Il tabarro hinges on four great voces, and this production has them. Lucio Gallo is a superb baritone, with the lean, mean looks of a Ramey or a Treigle. He dominates the stage whenever he appears, be it here or in the "Schicchi"--the only singer to appear twice. Westbrook and Antonenko are moving as the doomed lovers, but I want to mention the Frugola, Irina Mishura, as a powerhouse singer and actress.

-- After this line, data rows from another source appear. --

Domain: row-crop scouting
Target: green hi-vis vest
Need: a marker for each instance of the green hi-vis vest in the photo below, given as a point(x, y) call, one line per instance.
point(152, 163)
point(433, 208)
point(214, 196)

Suor Angelica is cleverly staged in a children's hospital run by nuns ,highlighting the protagonist's torment. There is much fine ensemble, each minor character carefully delineated. But, of course the centerpiece is the performance of Ermonela Jaho as Suor Angelica, and her confrontation with the Princess, magnificently played by Anna Larson. Be sure to have Kleenex at hand, for it will break your heart.
And then, a total change: a "neorealistc" Italian family squabbling over inheritance money, and the clever peasant that tricks them. It was as if Richard Jones were channeling a 1940'a Italian comedy. Perfect ensemble singing and acting.
At the helm: Antonio Pappano, who joins my pantheon of great opera conductors.